Quelle: Xie Y, Zhao J, Fan S, Yang N, Liu H, Guo Y, Feng X, Wang Z, Zhang M, Wang F. Efficacy comparison of different external traditional Chinese medicine therapies as monotherapy or in combination for premenstrual syndrome: a systematic review and network meta-analysis. Front Psychiatry. 2026;17:1720232. doi: 10.3389/fpsyt.2026.1720232. PMID: 41717558; PMCID: PMC12913161.

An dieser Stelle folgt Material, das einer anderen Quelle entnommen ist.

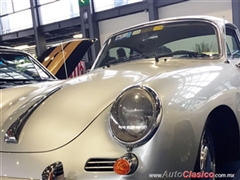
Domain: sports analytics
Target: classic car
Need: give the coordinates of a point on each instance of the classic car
(20, 68)
(162, 100)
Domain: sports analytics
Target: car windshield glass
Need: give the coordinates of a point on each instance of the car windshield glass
(184, 40)
(19, 66)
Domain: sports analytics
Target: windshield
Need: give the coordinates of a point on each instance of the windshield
(186, 40)
(20, 66)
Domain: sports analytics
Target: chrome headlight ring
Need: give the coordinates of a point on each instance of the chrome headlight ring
(135, 116)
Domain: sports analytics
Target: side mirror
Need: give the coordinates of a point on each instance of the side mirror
(53, 172)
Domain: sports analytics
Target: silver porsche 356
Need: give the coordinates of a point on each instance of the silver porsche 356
(162, 100)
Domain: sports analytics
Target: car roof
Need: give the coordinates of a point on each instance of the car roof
(213, 19)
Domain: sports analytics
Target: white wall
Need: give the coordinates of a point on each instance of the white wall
(218, 8)
(108, 27)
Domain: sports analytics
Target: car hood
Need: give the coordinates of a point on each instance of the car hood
(62, 59)
(66, 113)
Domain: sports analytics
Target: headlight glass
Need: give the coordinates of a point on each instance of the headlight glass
(134, 115)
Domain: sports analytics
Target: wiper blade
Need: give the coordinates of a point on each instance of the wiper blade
(183, 52)
(115, 61)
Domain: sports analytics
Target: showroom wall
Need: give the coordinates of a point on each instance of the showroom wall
(192, 7)
(198, 7)
(107, 27)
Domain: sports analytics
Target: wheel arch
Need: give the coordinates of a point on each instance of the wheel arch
(224, 128)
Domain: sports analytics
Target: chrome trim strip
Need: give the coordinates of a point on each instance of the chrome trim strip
(13, 133)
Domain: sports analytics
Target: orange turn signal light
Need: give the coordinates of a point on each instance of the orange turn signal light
(121, 166)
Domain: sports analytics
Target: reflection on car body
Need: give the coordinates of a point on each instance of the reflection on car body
(172, 105)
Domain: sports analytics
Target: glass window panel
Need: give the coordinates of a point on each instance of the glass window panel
(108, 4)
(16, 21)
(40, 2)
(20, 5)
(59, 11)
(5, 7)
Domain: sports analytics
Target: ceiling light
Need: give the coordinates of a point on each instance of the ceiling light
(78, 36)
(21, 47)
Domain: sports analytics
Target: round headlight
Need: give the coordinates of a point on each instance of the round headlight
(134, 115)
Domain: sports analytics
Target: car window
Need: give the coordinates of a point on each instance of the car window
(186, 40)
(233, 48)
(19, 66)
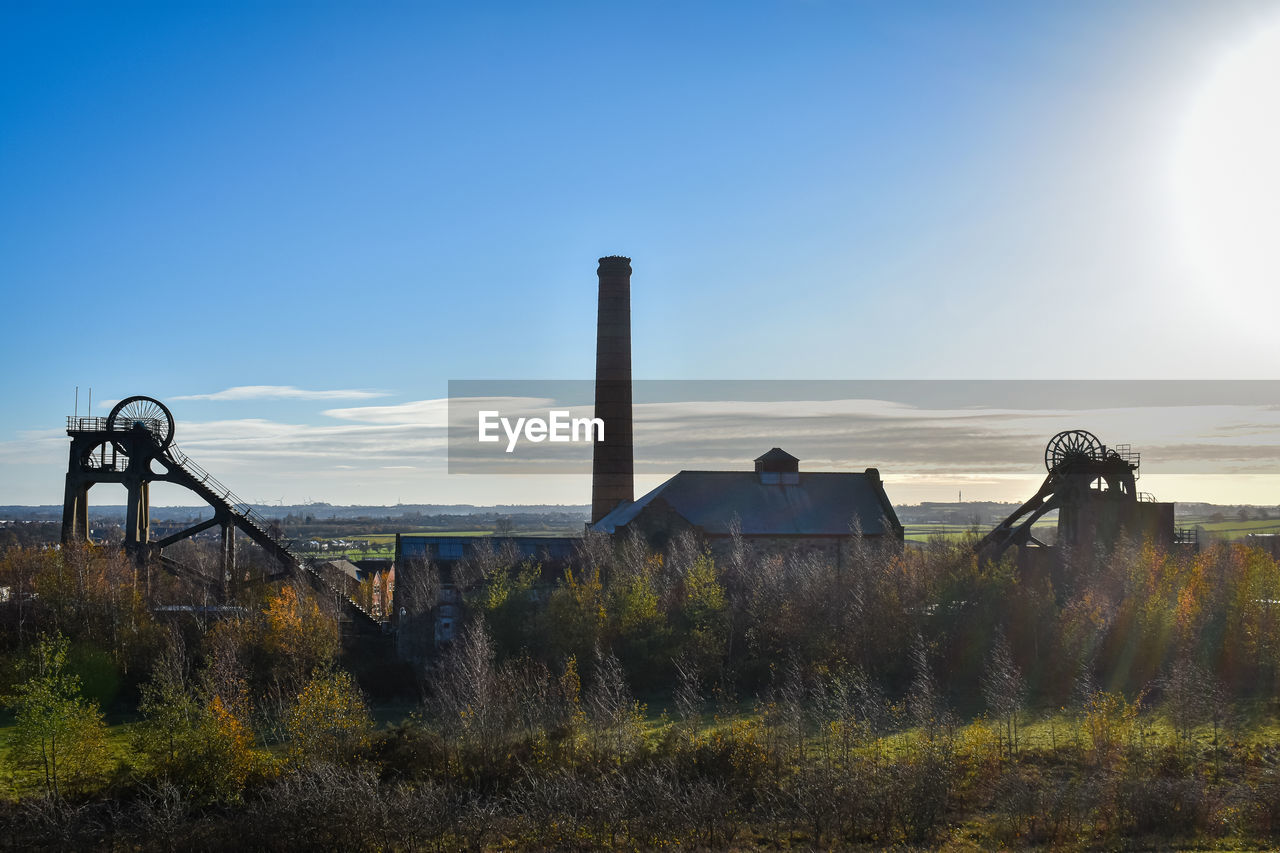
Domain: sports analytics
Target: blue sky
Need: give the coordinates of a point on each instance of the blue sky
(339, 197)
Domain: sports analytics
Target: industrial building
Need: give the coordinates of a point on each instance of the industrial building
(776, 507)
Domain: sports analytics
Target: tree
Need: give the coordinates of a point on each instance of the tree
(58, 734)
(300, 637)
(329, 723)
(1004, 689)
(193, 740)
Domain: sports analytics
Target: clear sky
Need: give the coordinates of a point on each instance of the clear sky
(347, 205)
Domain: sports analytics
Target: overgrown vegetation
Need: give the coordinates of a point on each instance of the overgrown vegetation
(648, 699)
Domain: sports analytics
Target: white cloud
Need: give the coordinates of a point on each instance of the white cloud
(284, 392)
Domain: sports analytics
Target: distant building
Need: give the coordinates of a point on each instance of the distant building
(428, 616)
(776, 507)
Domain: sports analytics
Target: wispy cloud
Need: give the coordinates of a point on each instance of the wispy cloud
(286, 392)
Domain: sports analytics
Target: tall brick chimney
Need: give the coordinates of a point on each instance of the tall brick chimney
(612, 471)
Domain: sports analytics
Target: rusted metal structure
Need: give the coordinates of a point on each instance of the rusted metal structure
(133, 446)
(1093, 487)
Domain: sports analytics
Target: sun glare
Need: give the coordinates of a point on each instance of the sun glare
(1226, 172)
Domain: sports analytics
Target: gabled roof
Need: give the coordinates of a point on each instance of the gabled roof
(777, 455)
(817, 503)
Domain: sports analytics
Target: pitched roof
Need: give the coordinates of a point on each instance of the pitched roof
(777, 455)
(817, 503)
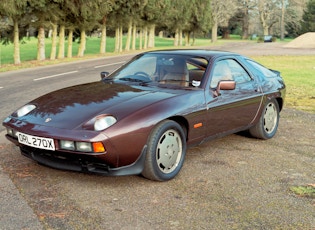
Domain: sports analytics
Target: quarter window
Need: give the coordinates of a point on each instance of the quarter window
(229, 69)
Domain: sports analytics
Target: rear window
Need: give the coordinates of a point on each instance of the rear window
(266, 72)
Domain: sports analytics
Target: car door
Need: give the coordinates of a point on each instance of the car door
(231, 110)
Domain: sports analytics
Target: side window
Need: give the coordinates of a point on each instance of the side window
(228, 69)
(222, 71)
(238, 72)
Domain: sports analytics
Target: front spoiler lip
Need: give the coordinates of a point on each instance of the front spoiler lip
(82, 163)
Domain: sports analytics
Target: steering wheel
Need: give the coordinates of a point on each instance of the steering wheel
(140, 73)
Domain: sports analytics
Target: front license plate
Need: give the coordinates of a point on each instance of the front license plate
(36, 142)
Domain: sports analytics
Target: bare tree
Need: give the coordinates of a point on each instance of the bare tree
(268, 14)
(221, 12)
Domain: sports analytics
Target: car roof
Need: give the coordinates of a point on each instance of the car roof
(208, 54)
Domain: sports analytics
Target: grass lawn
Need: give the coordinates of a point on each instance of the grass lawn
(299, 75)
(297, 71)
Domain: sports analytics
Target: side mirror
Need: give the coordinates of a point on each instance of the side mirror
(224, 85)
(104, 75)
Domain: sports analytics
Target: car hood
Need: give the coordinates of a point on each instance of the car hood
(72, 107)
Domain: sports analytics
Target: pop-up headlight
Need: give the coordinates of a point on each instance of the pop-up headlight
(102, 123)
(25, 110)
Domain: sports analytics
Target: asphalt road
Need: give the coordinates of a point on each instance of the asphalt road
(19, 87)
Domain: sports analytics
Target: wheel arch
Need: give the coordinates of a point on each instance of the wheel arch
(182, 121)
(280, 102)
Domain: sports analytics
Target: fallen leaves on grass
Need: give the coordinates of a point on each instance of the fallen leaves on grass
(304, 190)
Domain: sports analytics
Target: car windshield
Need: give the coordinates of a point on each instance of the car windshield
(163, 69)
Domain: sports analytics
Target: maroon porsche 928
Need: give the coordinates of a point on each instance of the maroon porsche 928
(141, 118)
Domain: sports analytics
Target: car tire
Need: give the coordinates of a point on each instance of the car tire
(166, 150)
(267, 125)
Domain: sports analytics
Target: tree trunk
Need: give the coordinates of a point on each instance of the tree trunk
(103, 37)
(282, 20)
(120, 39)
(176, 38)
(103, 40)
(134, 37)
(61, 51)
(117, 34)
(245, 26)
(151, 36)
(16, 55)
(82, 43)
(41, 44)
(53, 51)
(187, 39)
(214, 32)
(70, 41)
(180, 37)
(129, 34)
(140, 38)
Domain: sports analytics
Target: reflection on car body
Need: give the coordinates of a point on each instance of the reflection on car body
(141, 118)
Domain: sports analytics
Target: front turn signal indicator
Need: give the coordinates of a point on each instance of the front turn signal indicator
(98, 147)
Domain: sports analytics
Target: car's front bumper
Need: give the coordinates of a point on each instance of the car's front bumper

PROSPERO-Registrierung: CRD42025643025
Haftungsausschluss: Dieser Artikel dient ausschließlich der Information und ersetzt keine professionelle medizinische Beratung, Diagnose oder Behandlung. Bei gesundheitlichen Beschwerden konsultieren Sie bitte eine qualifizierte Ärztin oder einen qualifizierten Arzt. Akupunktur und andere TCM-Verfahren sollten nur von qualifizierten Fachpersonen durchgeführt werden. Die dargestellten Studienergebnisse sind wissenschaftliche Erkenntnisse und stellen keine Behandlungsempfehlung dar.